Egypt seeks coordination with Sudan on Nile waters
The Sudanese president Omer Hassan al-Bashir received a letter today from Field Marshal Mohamed Hussein Tantawi who heads Egypt’s Supreme military council that is running the country since president Hosni Mubarak was ousted earlier this year.
The message was delivered by Egypt’s Irrigation Minister Hesham Qandeel who started a two-day visit to Khartoum today.
Qandeel said the letter is related to bilateral ties and continuous coordination with regard to Nile basin issues and revealed the intention to hold tripartite meeting that would include Ethiopia to discuss the dam Addis Ababa intends to build.

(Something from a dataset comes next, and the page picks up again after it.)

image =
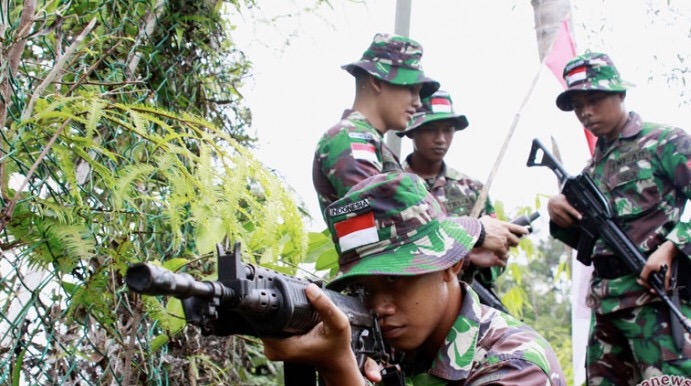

Sudan and Egypt have jointly launched a diplomatic offensive against a treaty signed by six of the Nile’s upstream countries – Kenya, Uganda, Ethiopia, Tanzania , Rwanda and Burundi – to alter shares of the Nile water as defined in a colonial-era accord which gives Egypt the lion’s share of the water and the right to veto Nile projects proposed by other countries.
Egypt is strongly opposed to plans by Ethiopia to build a multi-billion dollar mega dam along its share of the Nile near the Sudanese border.
However, Ethiopia insists that the dam will benefit the countries downstream with a better regulated water flow, increase the electrical capacity of the region and lower water-loss due to evaporation.
Under a 1929 pact, Egypt is entitled to 55.5 billion cubic meters a year of the Nile’s flow of around 84 billion cubic meters.
Egypt, threatened by rising temperatures and a growing population, is almost entirely dependent on the Nile for its water and has been nervously watching hydropower dam projects take shape in upriver nations.